The comprehensive “active anti-sanctions plan” that has been compiled at the parliament research center after long studies and consultations with experts from Iranian research and academic centers, traders and entrepreneurs is now under study by senior Judiciary, Parliament and Government officials for a final editing.
The program that mainly aims to make the country “unsanctionable” has been developed in contrast to the US sanctions program and has reportedly been edited seven times so far, several MPs told FNA.
Information obtained by FNA reveals the program offers a package that also involves social and cultural measures to reinvigorate the country’s economy and infrastructure against the US sanctions that come into effect from 90 to 180 days after their re-imposition and seek to wear off Iran’s economy step-by-step.
The plan also entails specific time-based nuclear, security and political leverages that would be enforced in reprisal for enemy threats, while it also envisages transient waivers that could be extended, halted or annulled based on relevant decisions by authorities.

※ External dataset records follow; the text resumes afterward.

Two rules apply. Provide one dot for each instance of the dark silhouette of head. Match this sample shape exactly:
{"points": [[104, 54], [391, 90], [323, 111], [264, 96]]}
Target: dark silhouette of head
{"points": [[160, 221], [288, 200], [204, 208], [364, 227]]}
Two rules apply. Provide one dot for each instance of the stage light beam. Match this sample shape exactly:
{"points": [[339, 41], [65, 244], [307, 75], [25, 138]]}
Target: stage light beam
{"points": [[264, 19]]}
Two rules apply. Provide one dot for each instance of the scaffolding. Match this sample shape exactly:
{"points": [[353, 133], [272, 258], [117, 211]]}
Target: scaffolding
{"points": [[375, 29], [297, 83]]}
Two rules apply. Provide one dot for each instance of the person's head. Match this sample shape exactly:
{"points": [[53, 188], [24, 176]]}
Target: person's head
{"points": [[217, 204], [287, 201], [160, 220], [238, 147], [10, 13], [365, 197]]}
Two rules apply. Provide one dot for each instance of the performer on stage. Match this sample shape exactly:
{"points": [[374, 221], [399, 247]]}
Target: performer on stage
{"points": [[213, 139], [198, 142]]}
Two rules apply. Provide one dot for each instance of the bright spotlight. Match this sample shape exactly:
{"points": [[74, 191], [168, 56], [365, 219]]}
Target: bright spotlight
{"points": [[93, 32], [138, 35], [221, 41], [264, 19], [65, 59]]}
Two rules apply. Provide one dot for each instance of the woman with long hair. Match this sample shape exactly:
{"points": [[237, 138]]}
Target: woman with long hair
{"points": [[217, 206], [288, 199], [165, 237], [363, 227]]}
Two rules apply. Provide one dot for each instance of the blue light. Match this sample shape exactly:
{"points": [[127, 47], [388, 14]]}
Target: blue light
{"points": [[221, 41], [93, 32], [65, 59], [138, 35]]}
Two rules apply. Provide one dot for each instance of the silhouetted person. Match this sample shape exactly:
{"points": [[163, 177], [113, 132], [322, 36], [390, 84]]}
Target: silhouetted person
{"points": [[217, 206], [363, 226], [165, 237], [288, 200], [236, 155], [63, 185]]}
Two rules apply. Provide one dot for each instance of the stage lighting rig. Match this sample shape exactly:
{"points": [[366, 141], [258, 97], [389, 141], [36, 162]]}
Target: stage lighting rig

The plan to make Iran sanction-proof includes detailed measures in two 90-120 days and 180-210 days periods in various areas of monetary, banking and currency sector, liquidity management and deterring middlemen disruption and negative interference, optimized forex reserves management, facilitated money transfer in the international market, reduction of intermediary currency role, strategic commodities, budget resources and use, energy, business, trade, structures, culture, society, media and legal affairs.
Meantime, several other plans have also been compiled by university and research centers for improving economy through reinvigoration of national potentials to make the country sanctions-proof.